そこでアストはあることを思いだし、アドルノに説明を求めた。
「そうだ。あらためて聞くけど、なんでこの時期に東のダンジョンの完全攻略を目指す必要があるんだよ?」
「だから、それは極秘だと前に言ったろ?」
「なんだよ。冒険者パーティーのメンバーにまで秘密にする意味がわからないよ」
「ふふ。仕方ない。少しだけ教えるが、他言は無用だぞ」
「ああ」
「伝説があるんだ」
「伝説?」
「東のダンジョンの最下層までクリアしたら、つまりダンジョンを完全攻略した場合、それをした者にはなんでも願いを叶えてもらうことができるというな」
「ええ?そんな曖昧な伝説を頼りにしてわざわざ東のダンジョンまで行くのか?」
「いや。過去にひとりだけ本当に願いを叶えてもらった者がいるらしいんだ」
「まさかそれも、伝説じゃないだろうな?」
「いや、それは本当らしい」
「マジかよ?どこで聞いたんだ?」
「こっちのギルドでな。俺に自慢してるやつがいた。本人から聞いたし、叶えてもらった『物』自体も見たから本当だと思うよ」
「ほんとかよ、それ。で、そいつは、何を叶えてもらったというんだ」
アストがそう言うと、アドルノはメガネを外してそれを布で磨き始めた。
「気になるか?」
「なんだそれ?思わせぶりしてないで教えてくれよ」
アストの横のパトリシアはキョロキョロとアストとアドルノの顔を交互に見た。
「水晶をもらったらしい」
「す・・・え?」
「アストさん、みたい?」
パトリシアは右手ひとさし指を右頬にあてて首をひねった。
「そう。アストと同じように水晶での攻撃ができるように望みを叶えてもらったらしい」
「じゃあ、アストさん以外にも水晶使いの人間がこの世にいるってこと?」
「たぶんな」
「そ、そいつの名は?」
「ああ。なんかやたらと自慢げに語ってたからな。名前も教えてくれたよ。たしか・・・」
そこまで言うとアドルノはメガネをかけて、アストの顔を見た。
「確か、スチュワートと名乗ってたよ」
「スチュワート!?」
アストがいきなり大きな声を出すので隣に座っていたパトリシアは少しだけ飛び上がるように腰を浮かした。

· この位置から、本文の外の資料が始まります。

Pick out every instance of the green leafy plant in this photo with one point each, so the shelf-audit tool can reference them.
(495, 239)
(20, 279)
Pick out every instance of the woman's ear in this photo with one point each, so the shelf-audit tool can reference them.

「ビックリしたあ。もうアストさん、いきなり大声出さないでくださいよ」
パトリシアは上目遣いにアストを見て抗議した。
「あ、いや、すまん」
「アスト。知ってるのか?」
「いや。俺の知ってるスチュワートってひとかどうかはわからないが・・・」
「ふむ。確かにスチュワートなんてありふれた名前だからな。強いひとなのか?」
「強いも何も。俺がハミルトンにいたときに所属していたギルドのギルド長だったよ」
「ほお。でもギルド長だからと言ってそこまで強いとは限らないだろう?」
「いや、数々の伝説のあるひとだった。ただし、俺も噂で聞いた程度だけどな」
「まあ、それならそいつで間違いないだろう。そんなスチュワートという名前のやつで同じようにつよいやつがごろごろいるとは考えにくい」
「いったいどうやって百階層のボスを倒したんだろう」
「ああ、俺が話を聞いたときに、冒険者のパーティーが一緒に何人もいたよ」
「そいつらも、すごいやつらだったのか?」
「ああ。少なくともひとりは、よく聞く名前のやつだったよ」
「どんなやつだ?」
「・・・東海一の魔法使い」
「ソフィア・キエーサ!」
パトリシアはいきなり立ち上がるとそう言った。
「さすがだなパティ。同じ魔法使いとして、よく知ってるじゃないか」
アドルノはメガネの真ん中を右手ひとさし指で顔の側に寄せると応えた。
「知ってるのか?パティ?」
アストは、立ち上がったパトリシアのことを見上げながら聞いた。
「凄腕の魔法使いってことくらいね。あたしより強いと思う」
「そんなにか」
「待てよ」
そこでアドルノはあごに手の平を当てると思案顔になった。